Ora, a Democracia portuguesa, tal como ficou estampada na Constituição, abre caminho e ‘encaixa’ uma ampla conjugação de soluções políticas. Entretanto, inusitadas ‘manobras de bastidor’, orquestradas pelo Presidente da República, pretendem esvaziar o seu conteúdo – e a sua credibilidade - num quadro de hipotéticas ‘incompatibilidades’.

A mais importante delas será a novela do posicionamento dos partidos à Esquerda do PS em relação à ‘Europa’. De facto, a Esquerda não questiona a ideia da Europa, já que a sua postura internacionalista, mostra bem o contrário. O que deve colocar sérias reservas à Esquerda será a subtil transformação de uma Europa dos povos, bandeira da Esquerda, numa Europa dos bancos e outras instituições financeiras (objectivo da Direita) . 
Na longa ditadura portuguesa, existia um chavão que nos empurrou para o abismo: “a Pátria não se discute”. 
Hoje, será difícil a qualquer democrata aceitar que a Europa (tal com está) não pode ser questionada. Quando emergem na praça pública os fundamentalistas de um europeísmo cego e surdo(radical)  ninguém tem por hábito questionar: qual Europa?  
O Tratado de Lisboa, cerne das actuais estruturas políticas e organizativas europeias, nunca referendado pelos portugueses, é por assim dizer o filho bastardo de uma Constituição Europeia coordenada por um político de Direita francês (Giscard d’Estaing) e, desde logo, objecto de rejeições referendárias, a começar pela França.

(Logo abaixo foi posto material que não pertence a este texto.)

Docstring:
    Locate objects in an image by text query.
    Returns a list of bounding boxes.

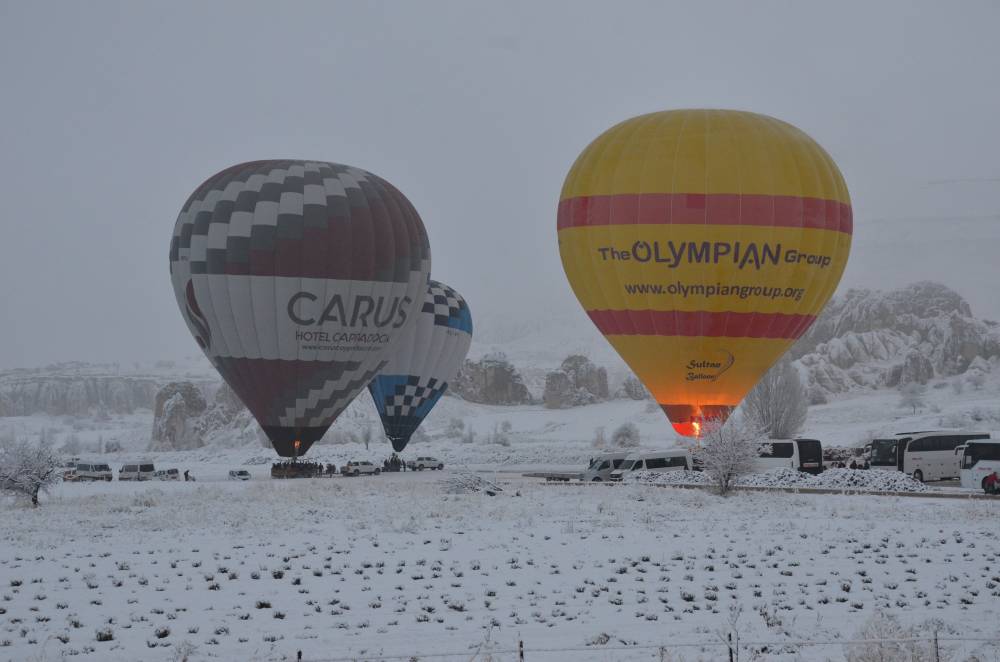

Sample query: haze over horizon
[2,1,999,368]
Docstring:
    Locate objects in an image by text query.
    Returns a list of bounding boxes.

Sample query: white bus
[958,440,1000,491]
[754,438,824,475]
[869,431,989,482]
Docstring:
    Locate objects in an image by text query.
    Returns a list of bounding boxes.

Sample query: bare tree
[60,433,82,456]
[0,440,60,507]
[591,426,607,449]
[898,383,926,414]
[445,417,465,438]
[488,423,511,447]
[611,422,640,448]
[694,416,770,496]
[742,357,807,439]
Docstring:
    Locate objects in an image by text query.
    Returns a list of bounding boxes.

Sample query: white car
[153,468,181,481]
[228,469,251,481]
[581,452,630,482]
[119,463,156,481]
[76,463,113,482]
[408,456,443,471]
[343,461,380,476]
[609,450,692,481]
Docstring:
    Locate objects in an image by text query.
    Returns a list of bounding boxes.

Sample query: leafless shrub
[743,357,807,438]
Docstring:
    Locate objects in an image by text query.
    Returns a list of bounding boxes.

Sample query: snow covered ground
[1,474,999,661]
[3,351,1000,660]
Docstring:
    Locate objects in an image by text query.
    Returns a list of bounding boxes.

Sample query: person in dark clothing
[848,460,858,470]
[984,471,999,495]
[183,470,190,481]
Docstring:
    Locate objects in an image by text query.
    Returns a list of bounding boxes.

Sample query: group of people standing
[270,460,334,478]
[830,459,871,470]
[383,454,407,472]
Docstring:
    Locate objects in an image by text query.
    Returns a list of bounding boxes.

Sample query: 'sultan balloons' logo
[685,350,735,382]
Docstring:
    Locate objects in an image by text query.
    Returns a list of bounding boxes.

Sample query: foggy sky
[2,1,999,368]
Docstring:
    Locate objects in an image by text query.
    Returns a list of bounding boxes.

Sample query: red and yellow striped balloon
[557,110,851,436]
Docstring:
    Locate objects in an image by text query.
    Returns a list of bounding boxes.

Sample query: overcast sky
[2,1,998,368]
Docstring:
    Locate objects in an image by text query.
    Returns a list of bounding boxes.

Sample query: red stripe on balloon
[557,193,852,235]
[586,309,816,340]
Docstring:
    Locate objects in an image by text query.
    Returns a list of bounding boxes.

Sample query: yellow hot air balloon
[557,110,851,437]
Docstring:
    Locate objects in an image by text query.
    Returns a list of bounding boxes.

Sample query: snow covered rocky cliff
[791,282,1000,396]
[0,363,160,417]
[2,281,997,453]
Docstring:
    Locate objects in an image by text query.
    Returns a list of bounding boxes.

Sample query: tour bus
[958,439,1000,490]
[754,438,824,474]
[869,431,990,482]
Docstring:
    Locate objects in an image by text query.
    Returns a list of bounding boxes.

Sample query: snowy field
[1,474,999,661]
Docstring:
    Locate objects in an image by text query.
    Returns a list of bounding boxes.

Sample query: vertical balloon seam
[243,163,276,431]
[570,124,617,338]
[231,163,269,436]
[669,110,695,411]
[814,135,851,343]
[755,115,792,349]
[717,111,742,354]
[295,164,311,447]
[368,175,408,444]
[605,115,640,339]
[635,112,669,356]
[371,178,394,446]
[590,119,630,337]
[236,164,270,427]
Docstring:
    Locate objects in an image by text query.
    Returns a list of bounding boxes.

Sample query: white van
[581,452,630,482]
[153,468,181,481]
[609,450,692,481]
[75,463,113,482]
[754,438,824,475]
[119,462,156,481]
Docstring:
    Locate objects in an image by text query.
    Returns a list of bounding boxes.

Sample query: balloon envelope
[169,160,431,456]
[368,280,473,452]
[557,110,851,436]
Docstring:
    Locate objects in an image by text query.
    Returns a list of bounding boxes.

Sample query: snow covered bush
[807,383,828,405]
[441,473,502,495]
[967,369,987,391]
[693,416,769,496]
[610,422,639,448]
[0,440,60,506]
[743,357,807,438]
[618,374,649,401]
[844,611,941,662]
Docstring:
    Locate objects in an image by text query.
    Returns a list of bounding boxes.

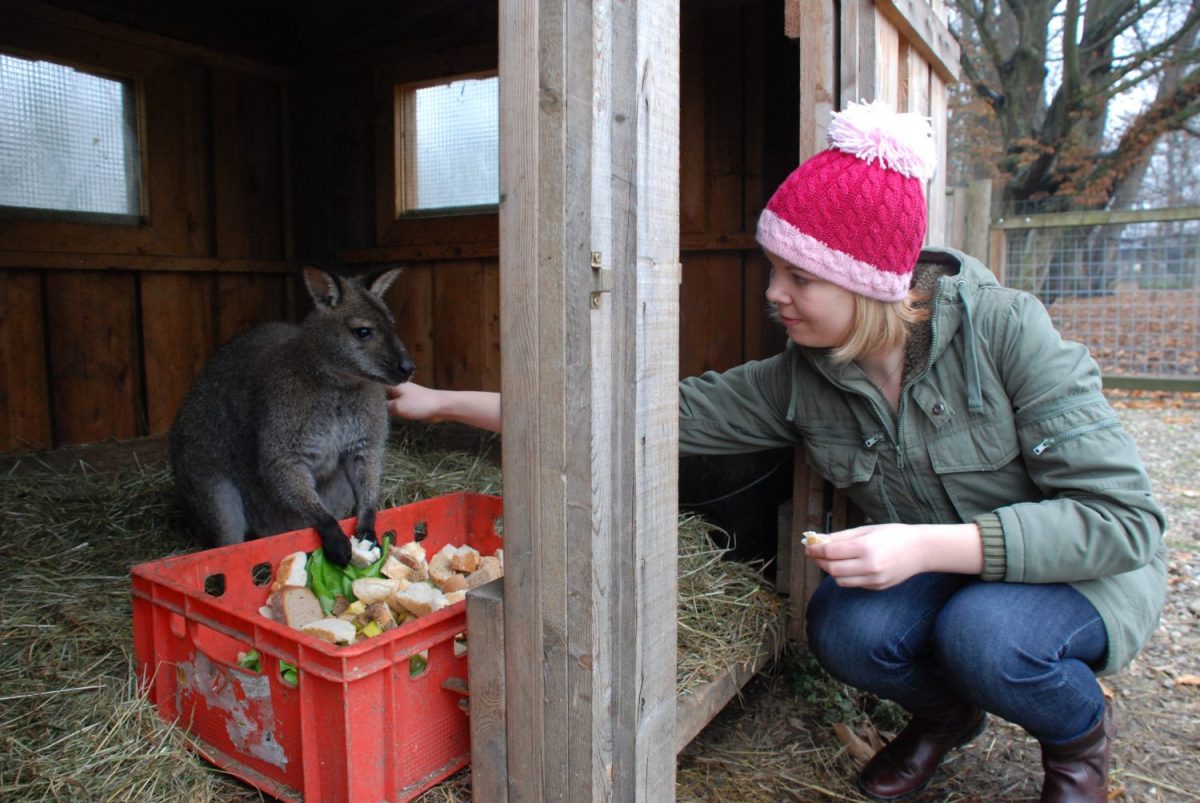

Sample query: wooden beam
[796,0,836,160]
[873,0,961,83]
[673,613,786,754]
[467,579,508,802]
[991,206,1200,230]
[497,0,679,799]
[0,252,296,274]
[841,0,879,113]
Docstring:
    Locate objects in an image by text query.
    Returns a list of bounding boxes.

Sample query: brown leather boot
[1038,702,1114,803]
[857,700,987,801]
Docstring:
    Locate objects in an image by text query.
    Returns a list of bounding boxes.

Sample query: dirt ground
[677,393,1200,803]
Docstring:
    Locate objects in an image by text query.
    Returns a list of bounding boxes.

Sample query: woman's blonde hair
[829,290,931,364]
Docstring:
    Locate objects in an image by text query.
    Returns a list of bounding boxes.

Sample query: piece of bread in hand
[302,617,358,645]
[801,530,830,546]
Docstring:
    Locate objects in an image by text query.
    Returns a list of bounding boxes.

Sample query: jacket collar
[789,247,998,416]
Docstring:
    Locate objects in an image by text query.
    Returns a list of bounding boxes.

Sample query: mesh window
[400,75,498,213]
[0,53,140,217]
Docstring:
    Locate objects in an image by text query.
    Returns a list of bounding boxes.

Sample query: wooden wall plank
[841,0,877,112]
[0,271,52,451]
[386,264,436,388]
[140,272,216,435]
[215,274,290,345]
[874,9,901,106]
[928,73,949,245]
[619,0,680,795]
[212,69,286,260]
[466,579,508,802]
[431,260,490,391]
[797,0,836,160]
[742,4,766,233]
[742,251,782,363]
[480,259,501,392]
[873,0,961,82]
[679,10,706,235]
[703,5,746,235]
[679,252,745,378]
[497,0,551,793]
[44,271,141,445]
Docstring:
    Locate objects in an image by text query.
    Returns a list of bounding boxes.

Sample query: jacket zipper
[1030,418,1120,455]
[888,282,950,521]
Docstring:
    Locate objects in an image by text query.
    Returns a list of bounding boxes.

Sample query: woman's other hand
[805,522,983,589]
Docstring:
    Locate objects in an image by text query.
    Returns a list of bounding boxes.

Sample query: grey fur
[169,266,414,566]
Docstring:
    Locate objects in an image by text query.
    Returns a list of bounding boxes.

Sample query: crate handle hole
[251,562,272,587]
[413,521,427,542]
[453,632,468,657]
[381,529,396,543]
[409,649,430,679]
[493,515,503,535]
[278,659,298,688]
[204,573,226,597]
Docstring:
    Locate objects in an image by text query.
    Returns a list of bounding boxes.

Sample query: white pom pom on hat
[825,100,937,181]
[756,100,937,302]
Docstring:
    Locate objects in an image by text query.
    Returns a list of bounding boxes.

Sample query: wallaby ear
[303,265,342,309]
[369,266,404,297]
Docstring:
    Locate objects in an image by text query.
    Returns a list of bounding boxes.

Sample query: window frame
[393,70,500,219]
[0,48,146,226]
[373,43,499,255]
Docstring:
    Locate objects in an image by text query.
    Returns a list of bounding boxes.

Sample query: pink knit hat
[756,100,936,302]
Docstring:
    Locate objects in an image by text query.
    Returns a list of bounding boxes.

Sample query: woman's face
[764,251,856,348]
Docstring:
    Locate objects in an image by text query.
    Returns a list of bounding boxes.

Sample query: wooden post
[467,579,507,800]
[497,0,679,799]
[965,177,993,265]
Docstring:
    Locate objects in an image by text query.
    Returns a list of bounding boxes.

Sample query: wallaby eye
[352,326,372,340]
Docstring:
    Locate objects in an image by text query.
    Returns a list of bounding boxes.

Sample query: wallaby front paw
[322,532,353,566]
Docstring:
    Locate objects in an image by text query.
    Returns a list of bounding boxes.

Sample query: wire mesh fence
[996,210,1200,382]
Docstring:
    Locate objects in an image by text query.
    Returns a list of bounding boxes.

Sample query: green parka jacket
[679,246,1167,675]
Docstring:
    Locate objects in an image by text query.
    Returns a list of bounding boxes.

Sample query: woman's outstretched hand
[386,383,502,433]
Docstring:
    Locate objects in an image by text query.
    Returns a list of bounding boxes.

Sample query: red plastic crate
[131,491,503,802]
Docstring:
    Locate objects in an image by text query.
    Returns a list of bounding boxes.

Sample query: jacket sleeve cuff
[974,512,1007,581]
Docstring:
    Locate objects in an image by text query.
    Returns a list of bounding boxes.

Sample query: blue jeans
[805,573,1108,745]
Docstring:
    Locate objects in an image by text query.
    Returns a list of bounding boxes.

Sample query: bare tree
[951,0,1200,212]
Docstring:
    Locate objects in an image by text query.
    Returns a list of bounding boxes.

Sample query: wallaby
[169,266,414,566]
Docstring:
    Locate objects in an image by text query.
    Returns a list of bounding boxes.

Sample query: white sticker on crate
[178,652,288,769]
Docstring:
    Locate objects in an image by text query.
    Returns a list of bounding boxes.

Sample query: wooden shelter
[0,0,956,798]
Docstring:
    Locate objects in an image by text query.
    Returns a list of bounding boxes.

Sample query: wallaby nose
[393,356,415,384]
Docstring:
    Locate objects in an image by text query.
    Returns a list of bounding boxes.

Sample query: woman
[388,101,1166,802]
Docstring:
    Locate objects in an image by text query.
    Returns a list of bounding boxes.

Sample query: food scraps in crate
[258,539,504,646]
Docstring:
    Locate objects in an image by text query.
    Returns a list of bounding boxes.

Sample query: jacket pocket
[926,415,1039,520]
[803,434,879,489]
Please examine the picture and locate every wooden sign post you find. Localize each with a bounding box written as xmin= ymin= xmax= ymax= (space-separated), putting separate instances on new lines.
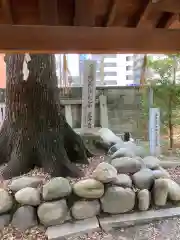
xmin=81 ymin=60 xmax=96 ymax=130
xmin=149 ymin=107 xmax=161 ymax=156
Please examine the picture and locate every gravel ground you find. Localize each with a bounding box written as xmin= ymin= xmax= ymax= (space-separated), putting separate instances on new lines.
xmin=1 ymin=157 xmax=180 ymax=239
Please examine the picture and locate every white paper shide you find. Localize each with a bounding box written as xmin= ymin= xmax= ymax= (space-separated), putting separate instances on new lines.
xmin=23 ymin=53 xmax=31 ymax=81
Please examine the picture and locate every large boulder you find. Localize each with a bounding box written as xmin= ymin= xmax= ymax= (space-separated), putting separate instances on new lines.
xmin=111 ymin=148 xmax=136 ymax=159
xmin=92 ymin=162 xmax=117 ymax=183
xmin=132 ymin=168 xmax=154 ymax=190
xmin=134 ymin=156 xmax=144 ymax=166
xmin=100 ymin=186 xmax=135 ymax=214
xmin=111 ymin=157 xmax=142 ymax=174
xmin=73 ymin=179 xmax=104 ymax=198
xmin=142 ymin=156 xmax=160 ymax=170
xmin=165 ymin=179 xmax=180 ymax=201
xmin=0 ymin=215 xmax=11 ymax=230
xmin=12 ymin=206 xmax=37 ymax=231
xmin=15 ymin=187 xmax=41 ymax=206
xmin=42 ymin=177 xmax=72 ymax=201
xmin=123 ymin=141 xmax=137 ymax=151
xmin=153 ymin=179 xmax=169 ymax=206
xmin=108 ymin=143 xmax=123 ymax=155
xmin=110 ymin=142 xmax=147 ymax=159
xmin=134 ymin=156 xmax=144 ymax=161
xmin=137 ymin=189 xmax=150 ymax=211
xmin=71 ymin=200 xmax=100 ymax=220
xmin=103 ymin=155 xmax=112 ymax=164
xmin=8 ymin=176 xmax=42 ymax=192
xmin=0 ymin=189 xmax=13 ymax=214
xmin=152 ymin=167 xmax=170 ymax=179
xmin=112 ymin=174 xmax=132 ymax=188
xmin=154 ymin=178 xmax=180 ymax=204
xmin=98 ymin=128 xmax=124 ymax=147
xmin=38 ymin=200 xmax=68 ymax=227
xmin=133 ymin=145 xmax=147 ymax=158
xmin=159 ymin=161 xmax=180 ymax=169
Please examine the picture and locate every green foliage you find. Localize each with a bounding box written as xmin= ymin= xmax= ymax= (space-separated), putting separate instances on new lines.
xmin=141 ymin=54 xmax=180 ymax=144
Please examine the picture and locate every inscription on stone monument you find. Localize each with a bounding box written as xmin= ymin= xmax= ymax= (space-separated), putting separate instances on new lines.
xmin=81 ymin=60 xmax=96 ymax=129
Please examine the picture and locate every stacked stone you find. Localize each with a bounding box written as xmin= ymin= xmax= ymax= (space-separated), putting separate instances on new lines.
xmin=0 ymin=156 xmax=180 ymax=235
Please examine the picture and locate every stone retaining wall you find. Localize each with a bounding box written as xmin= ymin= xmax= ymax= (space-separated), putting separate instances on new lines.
xmin=0 ymin=157 xmax=180 ymax=239
xmin=60 ymin=86 xmax=141 ymax=136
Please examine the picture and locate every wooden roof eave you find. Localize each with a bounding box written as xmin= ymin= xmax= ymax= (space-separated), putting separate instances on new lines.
xmin=1 ymin=24 xmax=180 ymax=53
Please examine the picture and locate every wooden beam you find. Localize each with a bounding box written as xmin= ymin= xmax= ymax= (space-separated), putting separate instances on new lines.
xmin=74 ymin=0 xmax=96 ymax=26
xmin=165 ymin=14 xmax=178 ymax=28
xmin=106 ymin=0 xmax=136 ymax=27
xmin=106 ymin=2 xmax=117 ymax=26
xmin=137 ymin=1 xmax=161 ymax=28
xmin=153 ymin=0 xmax=180 ymax=13
xmin=93 ymin=0 xmax=111 ymax=26
xmin=165 ymin=14 xmax=180 ymax=29
xmin=1 ymin=25 xmax=180 ymax=53
xmin=156 ymin=12 xmax=173 ymax=28
xmin=38 ymin=0 xmax=59 ymax=25
xmin=57 ymin=0 xmax=74 ymax=25
xmin=1 ymin=0 xmax=13 ymax=24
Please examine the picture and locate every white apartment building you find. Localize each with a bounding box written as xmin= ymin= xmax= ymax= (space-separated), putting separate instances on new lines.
xmin=89 ymin=54 xmax=134 ymax=86
xmin=56 ymin=53 xmax=134 ymax=86
xmin=89 ymin=54 xmax=118 ymax=86
xmin=116 ymin=54 xmax=134 ymax=86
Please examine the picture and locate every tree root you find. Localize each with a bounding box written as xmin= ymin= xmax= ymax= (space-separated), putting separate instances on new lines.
xmin=0 ymin=123 xmax=89 ymax=180
xmin=0 ymin=119 xmax=15 ymax=165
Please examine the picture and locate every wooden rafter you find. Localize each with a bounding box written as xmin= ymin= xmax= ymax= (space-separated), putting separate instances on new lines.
xmin=165 ymin=14 xmax=180 ymax=29
xmin=126 ymin=0 xmax=149 ymax=27
xmin=0 ymin=0 xmax=180 ymax=53
xmin=137 ymin=1 xmax=161 ymax=28
xmin=106 ymin=0 xmax=134 ymax=27
xmin=156 ymin=12 xmax=174 ymax=28
xmin=106 ymin=1 xmax=116 ymax=26
xmin=38 ymin=0 xmax=59 ymax=25
xmin=153 ymin=0 xmax=180 ymax=13
xmin=93 ymin=0 xmax=110 ymax=26
xmin=165 ymin=14 xmax=178 ymax=28
xmin=1 ymin=25 xmax=180 ymax=53
xmin=1 ymin=0 xmax=13 ymax=24
xmin=57 ymin=0 xmax=74 ymax=26
xmin=74 ymin=0 xmax=96 ymax=26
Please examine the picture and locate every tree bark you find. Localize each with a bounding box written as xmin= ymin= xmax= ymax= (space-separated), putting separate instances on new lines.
xmin=0 ymin=54 xmax=91 ymax=180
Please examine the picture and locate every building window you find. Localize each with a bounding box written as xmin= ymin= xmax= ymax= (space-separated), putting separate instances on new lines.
xmin=126 ymin=66 xmax=133 ymax=71
xmin=97 ymin=71 xmax=117 ymax=79
xmin=126 ymin=56 xmax=133 ymax=61
xmin=104 ymin=54 xmax=117 ymax=58
xmin=104 ymin=62 xmax=117 ymax=67
xmin=104 ymin=71 xmax=117 ymax=77
xmin=104 ymin=80 xmax=117 ymax=85
xmin=126 ymin=75 xmax=133 ymax=80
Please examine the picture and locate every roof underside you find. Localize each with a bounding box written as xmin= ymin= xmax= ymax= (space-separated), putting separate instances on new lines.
xmin=1 ymin=0 xmax=180 ymax=53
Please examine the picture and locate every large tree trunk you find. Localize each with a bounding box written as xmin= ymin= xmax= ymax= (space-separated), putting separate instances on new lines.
xmin=0 ymin=54 xmax=92 ymax=180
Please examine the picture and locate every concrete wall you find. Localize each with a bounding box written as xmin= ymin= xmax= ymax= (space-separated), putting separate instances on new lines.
xmin=59 ymin=86 xmax=141 ymax=136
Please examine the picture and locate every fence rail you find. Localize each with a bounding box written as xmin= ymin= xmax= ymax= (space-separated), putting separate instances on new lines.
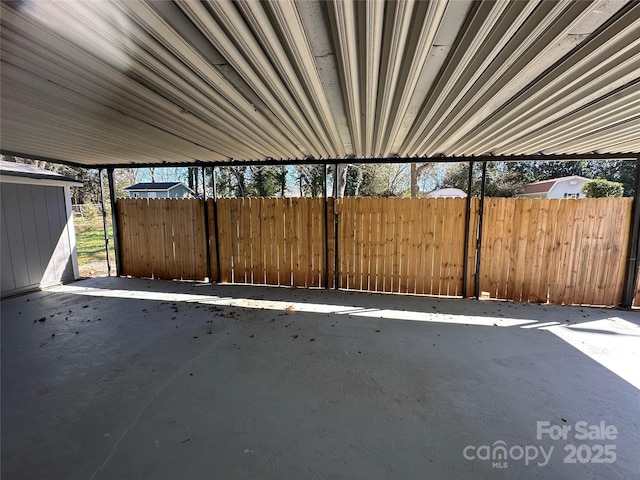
xmin=117 ymin=197 xmax=639 ymax=307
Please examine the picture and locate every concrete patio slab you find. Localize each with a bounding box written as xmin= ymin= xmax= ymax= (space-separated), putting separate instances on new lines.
xmin=2 ymin=277 xmax=639 ymax=479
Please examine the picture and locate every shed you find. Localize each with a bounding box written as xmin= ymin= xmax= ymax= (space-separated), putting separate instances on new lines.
xmin=124 ymin=182 xmax=194 ymax=199
xmin=0 ymin=161 xmax=82 ymax=297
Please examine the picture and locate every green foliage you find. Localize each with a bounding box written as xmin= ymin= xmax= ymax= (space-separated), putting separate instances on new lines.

É, por isso, um tratado muito nebuloso na sua génese e não deve ser erigido como uma torre de marfim imune a qualquer contestação.

Em relação outros tratados europeus, como o Orçamental, devemos ter presente o nosso longo trajecto histórico. E devemos regressar a 1890 época do célebre e humilhante ‘Ultimatum’ britânico a Portugal. De facto, a Inglaterra esteve ligada ao nosso País por uma centenária aliança (desde 1373) mas não teve qualquer pejo, quando se colocou na ordem do dia a partilha (colonial) de África, em lançar-nos um vergonhoso e humilhante ‘ultimatum’ que viria a abalar decisivamente o regime (Monarquia) acelerando a implantação da República. 
Hoje os tratados europeus são multinacionais, envolvem muitos países, estão baseados em complexos equilíbrios e em entranhados interesses mas a regra do mais forte continua a imperar e ninguém pode excluir novos ‘ultimatos’. Estivemos à beira disso neste Verão com o ‘problema grego’.

 Este um exemplo (entre outros) daquilo que se pretende transformar numa mítica ‘vaca sagrada’ e que Cavaco Silva resolveu esgrimir contra o Parlamento, isto é, contra o regime. Temos de nos precaver contra qualquer tipo de ultimatos. Não restam dúvidas!